How do you effectively discipline a two year old?

my son skipped the “terrible twos” until he turned 3 yrs old, which was nearly 3 wks ago… he pushes the envelope, and I usually consider this all appropriate for his age (testing the boundaries, independence). HOWEVER, when it gets too outrageous, I think about the things that he loves and warn him (with a firm tone) that those toys will spend the day in the garage as punishment; or places he loves to visit–as a consequence, we don’t and I let him know why we’re not… this works most times. I have to admit, though, that on Thanksgiving evening he was reading me the riot act in the presence of others, and I repeatedly told him to stop, and this while stressing out in the kitchen amongst others wanting this or that and telling me, “oh! he shouldn’t talk like that to you!” (<-- from parentless people, no less), and THAT got the better of me so I picked my son up and took him into the next room and patted him twice on his behind (barely any force at all), and not to cause him too much discomfort, instead he got quiet and seemed confused, “why did you do that, mommy?” and I felt nauseous because I know that it wasn’t my son’s behavior alone that caused me to pat him (a sort of spanking)–it was the parentless faces in the other room provoking me to do something immediately about his behavior… shame shame on me! I reminded myself afterwards that I SHOULD have considered the chaos of the evening with too much family in a small place and how at times, I felt a little tensed… so quite possibly my son felt the same, coupled by the fact that I couldn’t give him any attention while cooking, serving, cleaning, serving more, cleaning again, etc.

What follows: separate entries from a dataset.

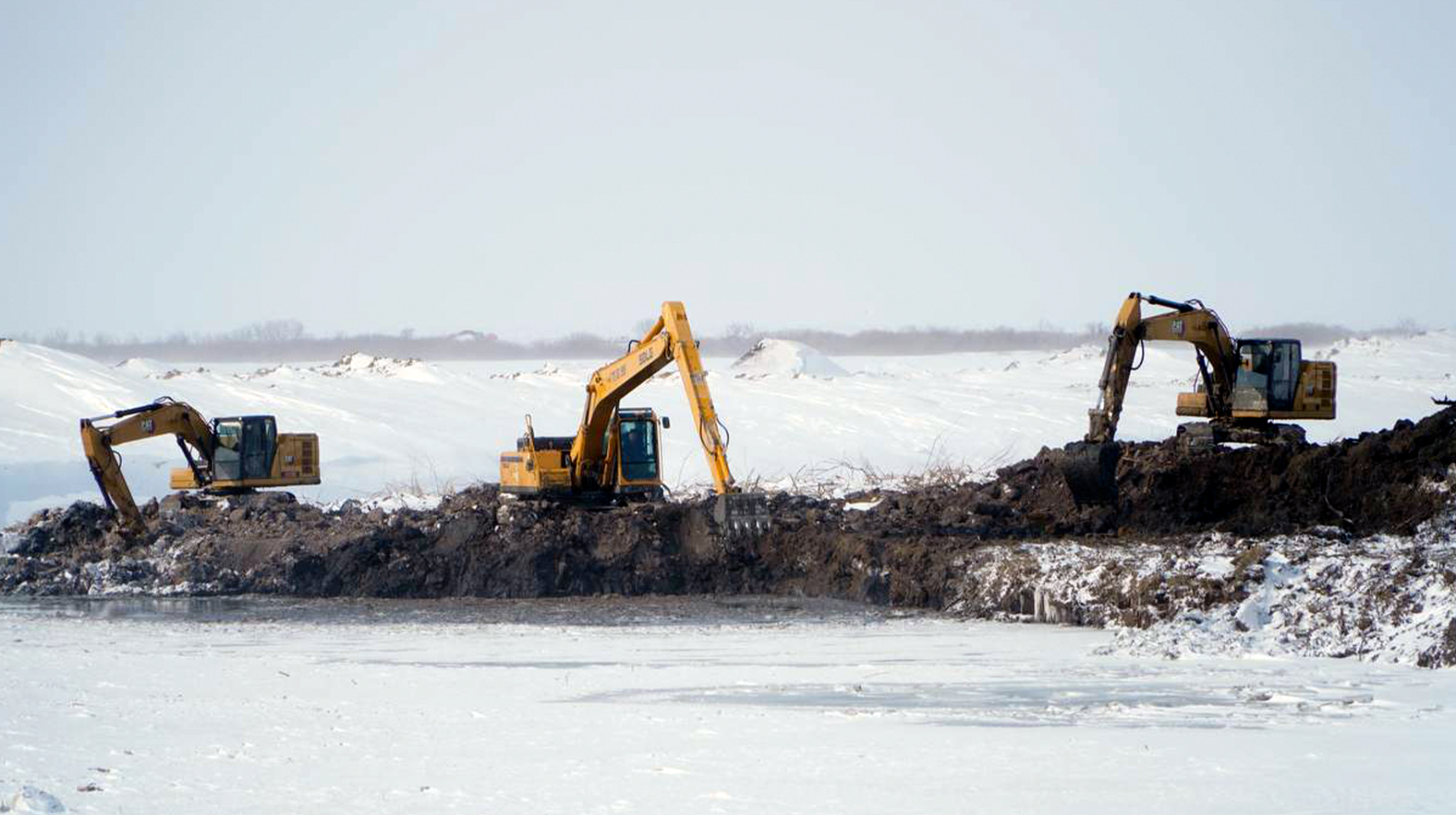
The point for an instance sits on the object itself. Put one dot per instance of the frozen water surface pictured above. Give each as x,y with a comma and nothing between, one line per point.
746,705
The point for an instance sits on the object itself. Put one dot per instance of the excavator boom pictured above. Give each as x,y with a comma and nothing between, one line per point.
146,421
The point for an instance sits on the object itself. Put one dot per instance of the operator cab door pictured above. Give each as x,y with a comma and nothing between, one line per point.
260,441
637,443
227,456
1270,369
245,449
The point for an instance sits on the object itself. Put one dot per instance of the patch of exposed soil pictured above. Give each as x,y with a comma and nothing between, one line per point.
910,549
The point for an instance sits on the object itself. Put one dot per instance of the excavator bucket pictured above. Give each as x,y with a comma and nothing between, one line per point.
1091,471
742,513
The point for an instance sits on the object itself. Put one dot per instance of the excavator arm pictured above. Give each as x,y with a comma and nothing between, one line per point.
670,338
146,421
1188,322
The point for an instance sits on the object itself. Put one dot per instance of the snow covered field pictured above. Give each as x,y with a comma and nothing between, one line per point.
684,706
795,416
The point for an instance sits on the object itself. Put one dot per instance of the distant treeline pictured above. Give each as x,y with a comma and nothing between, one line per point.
287,341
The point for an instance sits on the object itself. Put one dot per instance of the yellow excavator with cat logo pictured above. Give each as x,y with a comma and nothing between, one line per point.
227,456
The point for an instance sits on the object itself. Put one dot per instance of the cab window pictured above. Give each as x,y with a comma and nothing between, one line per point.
638,450
1255,360
227,456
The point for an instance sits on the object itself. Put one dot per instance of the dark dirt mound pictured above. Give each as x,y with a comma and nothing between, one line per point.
1382,482
909,549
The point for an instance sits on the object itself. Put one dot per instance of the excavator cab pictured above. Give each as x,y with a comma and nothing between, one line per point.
1268,374
245,447
637,451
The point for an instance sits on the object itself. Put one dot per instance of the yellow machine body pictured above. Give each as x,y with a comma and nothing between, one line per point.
615,453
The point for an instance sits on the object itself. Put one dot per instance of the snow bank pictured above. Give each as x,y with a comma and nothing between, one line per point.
785,357
1383,598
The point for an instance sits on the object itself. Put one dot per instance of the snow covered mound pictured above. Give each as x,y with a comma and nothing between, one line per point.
354,364
785,357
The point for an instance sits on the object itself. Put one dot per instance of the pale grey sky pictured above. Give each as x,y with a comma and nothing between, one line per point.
544,167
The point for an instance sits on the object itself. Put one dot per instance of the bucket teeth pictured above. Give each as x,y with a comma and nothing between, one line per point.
742,513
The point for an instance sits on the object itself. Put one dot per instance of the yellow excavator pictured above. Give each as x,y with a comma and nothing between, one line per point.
1244,386
226,456
615,456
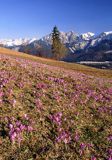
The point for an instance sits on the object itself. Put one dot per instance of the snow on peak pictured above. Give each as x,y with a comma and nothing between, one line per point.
87,35
16,42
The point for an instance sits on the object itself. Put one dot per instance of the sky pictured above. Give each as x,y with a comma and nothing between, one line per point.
36,18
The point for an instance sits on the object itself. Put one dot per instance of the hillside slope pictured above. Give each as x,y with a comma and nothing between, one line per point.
61,64
53,111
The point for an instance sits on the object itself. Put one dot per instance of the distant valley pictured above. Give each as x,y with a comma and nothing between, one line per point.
81,47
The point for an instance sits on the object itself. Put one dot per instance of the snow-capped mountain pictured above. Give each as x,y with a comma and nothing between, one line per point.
83,46
101,37
16,42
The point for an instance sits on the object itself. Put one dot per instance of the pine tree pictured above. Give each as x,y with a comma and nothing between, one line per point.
58,49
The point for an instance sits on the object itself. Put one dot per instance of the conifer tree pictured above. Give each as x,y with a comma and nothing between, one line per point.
58,49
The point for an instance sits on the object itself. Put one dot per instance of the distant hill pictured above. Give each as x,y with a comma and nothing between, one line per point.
81,47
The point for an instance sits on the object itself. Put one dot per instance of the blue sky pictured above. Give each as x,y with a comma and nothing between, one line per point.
36,18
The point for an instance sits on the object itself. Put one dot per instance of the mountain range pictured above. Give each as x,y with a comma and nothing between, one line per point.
81,47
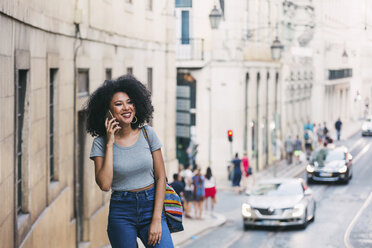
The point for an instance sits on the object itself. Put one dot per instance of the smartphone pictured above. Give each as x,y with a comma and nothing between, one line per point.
109,115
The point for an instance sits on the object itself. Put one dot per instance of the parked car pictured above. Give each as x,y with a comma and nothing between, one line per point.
279,202
367,127
330,164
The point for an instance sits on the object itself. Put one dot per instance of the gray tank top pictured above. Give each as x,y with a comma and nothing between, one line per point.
133,165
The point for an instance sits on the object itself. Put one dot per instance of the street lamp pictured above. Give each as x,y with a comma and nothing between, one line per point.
344,56
215,17
276,49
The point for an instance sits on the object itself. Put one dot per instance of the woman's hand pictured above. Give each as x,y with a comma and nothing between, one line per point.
154,232
111,127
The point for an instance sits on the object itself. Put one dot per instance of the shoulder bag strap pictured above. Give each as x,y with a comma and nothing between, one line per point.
146,137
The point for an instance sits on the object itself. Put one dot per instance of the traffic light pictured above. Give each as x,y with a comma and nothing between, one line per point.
229,135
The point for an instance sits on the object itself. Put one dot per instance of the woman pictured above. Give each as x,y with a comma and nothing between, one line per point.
210,189
238,169
116,111
198,181
245,162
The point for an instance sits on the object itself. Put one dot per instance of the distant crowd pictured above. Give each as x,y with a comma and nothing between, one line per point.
195,190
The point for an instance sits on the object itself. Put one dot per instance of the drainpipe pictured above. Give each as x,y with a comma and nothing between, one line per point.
75,163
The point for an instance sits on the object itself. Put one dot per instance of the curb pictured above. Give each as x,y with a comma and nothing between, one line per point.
183,238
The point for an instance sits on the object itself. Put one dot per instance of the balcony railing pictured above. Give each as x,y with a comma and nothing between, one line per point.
190,49
338,74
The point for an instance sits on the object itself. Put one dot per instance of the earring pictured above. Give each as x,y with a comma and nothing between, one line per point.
135,120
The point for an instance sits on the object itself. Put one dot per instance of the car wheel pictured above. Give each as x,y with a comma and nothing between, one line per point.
304,225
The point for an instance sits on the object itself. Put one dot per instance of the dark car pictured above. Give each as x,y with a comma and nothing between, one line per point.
330,164
279,202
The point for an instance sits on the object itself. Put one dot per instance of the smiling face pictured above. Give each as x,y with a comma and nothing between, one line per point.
122,108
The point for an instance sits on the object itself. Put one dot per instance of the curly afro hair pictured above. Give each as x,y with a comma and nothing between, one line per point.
99,103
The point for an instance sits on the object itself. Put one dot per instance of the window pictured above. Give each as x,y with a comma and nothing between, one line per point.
83,82
183,3
149,79
108,75
52,84
20,112
185,27
149,5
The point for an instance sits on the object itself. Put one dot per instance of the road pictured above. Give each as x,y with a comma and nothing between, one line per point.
343,216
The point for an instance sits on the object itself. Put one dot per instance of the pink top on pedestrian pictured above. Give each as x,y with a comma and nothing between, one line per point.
245,163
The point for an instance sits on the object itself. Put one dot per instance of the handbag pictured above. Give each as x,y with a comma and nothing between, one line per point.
172,206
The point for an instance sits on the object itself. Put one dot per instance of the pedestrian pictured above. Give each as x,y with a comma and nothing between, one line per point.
325,131
189,188
199,193
288,145
237,168
246,170
278,151
210,190
178,186
319,133
338,126
298,149
308,143
124,163
315,136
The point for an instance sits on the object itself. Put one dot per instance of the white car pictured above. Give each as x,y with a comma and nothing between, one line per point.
279,202
367,127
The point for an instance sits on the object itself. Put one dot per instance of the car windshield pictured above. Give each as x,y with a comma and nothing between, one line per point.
326,155
335,155
278,189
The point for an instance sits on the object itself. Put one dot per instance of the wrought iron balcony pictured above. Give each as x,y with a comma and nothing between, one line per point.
190,49
338,74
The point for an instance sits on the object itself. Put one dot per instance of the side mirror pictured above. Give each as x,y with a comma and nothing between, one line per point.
308,192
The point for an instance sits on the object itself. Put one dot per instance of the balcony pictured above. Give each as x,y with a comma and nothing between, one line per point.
339,74
190,53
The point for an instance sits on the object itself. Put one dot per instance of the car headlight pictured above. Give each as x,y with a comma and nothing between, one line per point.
310,168
343,169
298,210
246,210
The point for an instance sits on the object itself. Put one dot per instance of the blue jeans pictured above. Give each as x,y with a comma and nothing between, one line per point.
130,216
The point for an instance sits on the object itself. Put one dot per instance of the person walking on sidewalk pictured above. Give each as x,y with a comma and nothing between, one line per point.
298,149
246,170
278,151
189,188
238,169
125,163
319,134
288,145
210,190
338,125
178,186
199,193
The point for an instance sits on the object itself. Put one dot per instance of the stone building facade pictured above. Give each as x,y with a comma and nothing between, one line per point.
53,54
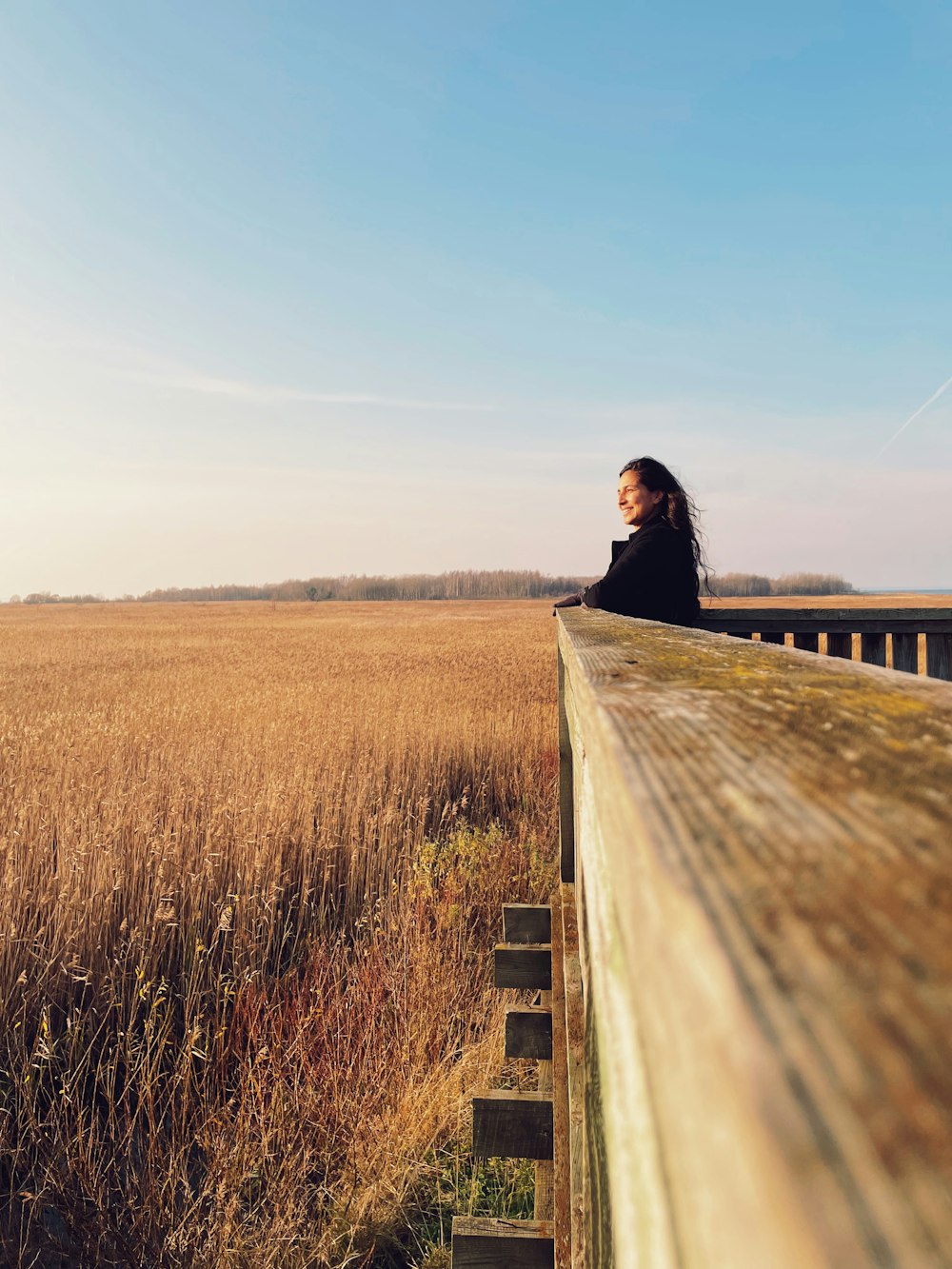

I know we have to consider their maturity level when having discussions with them about appropriate and inappropriate behavior, with my son, he’s a little precocious and can grasp quite a bit for his age, nevertheless, he has his moments and it’s NOT up to my son to consider the appropriateness of his behavior–it’s up to me, and unless he’s burning down a house, causing injury to an animal or a person, I’ll keep things in perspective and continue with strategies that “most” often work–no spanking.